Bisnis.com, JAKARTA – Istana Kepresidenan menanggapi data resmi dari Badan Pusat Statistik (BPS) yang mencatat pertumbuhan ekonomi Indonesia mencapai 5,12% (year on year/yoy) pada kuartal II/2025.
Menteri Sekretaris Negara (Mensesneg) Prasetyo Hadi mengatakan bahwa meskipun angka tersebut menunjukkan kinerja ekonomi yang positif, tetapi agar capaian ini tidak menjadi alasan untuk berpuas diri.
Menurut Prasetyo, angka pertumbuhan ekonomi tidak berdiri sendiri, melainkan merupakan hasil kontribusi dari berbagai komponen utama seperti belanja rumah tangga, belanja pemerintah, serta investasi swasta.
“Pertumbuhan ekonomi itu bukan hasil dari satu atau dua komponen saja. Di dalamnya ada belanja rumah tangga, belanja pemerintah, dan juga investasi. Kalau BPS menyampaikan pertumbuhan 5,12%, itu cerminan dari keseluruhan komponen tersebut,” ujarnya kepada wartawan di kompleks Istana Kepresidenan, Selasa (5/8/2025).
Lebih lanjut, dia menegaskan bahwa peran pemerintah dalam menciptakan ekosistem yang kondusif melalui berbagai stimulus dan kebijakan tetap menjadi kunci utama dalam mendorong pertumbuhan.
“Bahwa komponen itu adalah hasil program-program kalau dari sisi pemerintah dari hasil stimulus-stimulus yang diatur pemerintah ya memang demikian. Sistemnya begitu,” ucapnya.
Baca Juga
Namun di tengah pertumbuhan yang menggembirakan di atas kertas, Prasetyo tidak menampik bahwa ada “anomali sosial” yang kini mencuat di masyarakat.
Salah satunya adalah fenomena 'Rojali' (Rombongan Jarang Beli) dan 'Rohana' (Rombongan Hanya Nanya). Istilah Rojali dan Rohana memang sedang ramai diperbincangkan publik sebagai simbol keresahan masyarakat kelas menengah bawah terhadap ketidakpastian daya beli.
Prasetyo menilai bahwa istilah-istilah tersebut seharusnya tidak dijadikan bahan candaan, melainkan peringatan keras akan masih banyaknya kelompok masyarakat yang tertinggal secara ekonomi.
“Kami terus terang tak terlalu gembira juga dengan istilah tadi [Rohana & Rojali]. Menurut pendapat saya, istilah itu jangan dijadikan sebuah joke atau lelucon.
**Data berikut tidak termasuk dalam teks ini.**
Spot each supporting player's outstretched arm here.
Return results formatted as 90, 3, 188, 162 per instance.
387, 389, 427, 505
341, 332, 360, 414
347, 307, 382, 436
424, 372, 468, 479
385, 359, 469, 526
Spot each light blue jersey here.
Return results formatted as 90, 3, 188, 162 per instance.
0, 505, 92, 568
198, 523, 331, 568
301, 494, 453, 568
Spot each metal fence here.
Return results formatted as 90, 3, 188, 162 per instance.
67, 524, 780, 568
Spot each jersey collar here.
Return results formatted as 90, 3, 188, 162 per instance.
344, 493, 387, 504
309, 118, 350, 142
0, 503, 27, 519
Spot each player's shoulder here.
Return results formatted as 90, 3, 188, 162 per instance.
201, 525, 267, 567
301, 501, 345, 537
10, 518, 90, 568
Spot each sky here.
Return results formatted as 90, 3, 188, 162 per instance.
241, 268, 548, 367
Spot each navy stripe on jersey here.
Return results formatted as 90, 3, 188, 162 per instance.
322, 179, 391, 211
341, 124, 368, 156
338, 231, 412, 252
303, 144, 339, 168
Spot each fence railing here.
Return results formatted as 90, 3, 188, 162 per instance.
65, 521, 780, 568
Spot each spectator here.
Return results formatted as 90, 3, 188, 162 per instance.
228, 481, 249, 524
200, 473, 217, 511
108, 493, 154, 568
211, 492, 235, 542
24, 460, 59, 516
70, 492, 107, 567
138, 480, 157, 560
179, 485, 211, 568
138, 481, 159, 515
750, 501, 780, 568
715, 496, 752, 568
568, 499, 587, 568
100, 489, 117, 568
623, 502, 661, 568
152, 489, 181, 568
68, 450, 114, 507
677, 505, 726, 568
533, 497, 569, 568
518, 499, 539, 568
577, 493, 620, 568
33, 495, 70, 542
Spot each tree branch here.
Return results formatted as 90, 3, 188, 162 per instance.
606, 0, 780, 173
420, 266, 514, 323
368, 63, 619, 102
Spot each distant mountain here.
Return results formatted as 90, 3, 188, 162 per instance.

Itu adalah lecutan bagi kita bahwa memang masih banyak yang harus mesti kami perjuangkan dan benahi,” tuturnya.
Dia mengakui bahwa dalam kerangka perhitungan makro ekonomi nasional, kondisi kelompok masyarakat seperti mereka yang berada di desil 1 dan desil 2 (lapisan ekonomi terbawah) kerap tidak tergambarkan secara eksplisit. Namun, bukan berarti negara menutup mata terhadap realitas tersebut.
Prasetyo menjelaskan pemerintah melihat fenomena Rohana dan Rojali sebagai pengingat sekaligus pendorong untuk bekerja lebih keras dalam membangun sistem ekonomi yang inklusif dan berkelanjutan.
“Kalau bagi pemerintah fenomena itu menjadi pengingat bahwa masih ada kelompok saudara kita yang memang masih kita harus kerja terus mendorong pertumbuhan ekonomi kita lebih optimal lagi, mendorong investasi lebih banyak, mengurangi kebocoran sebagaimana Presiden sering sampaikan di segala sektor di segala lapisan,” pungkas Prasetyo.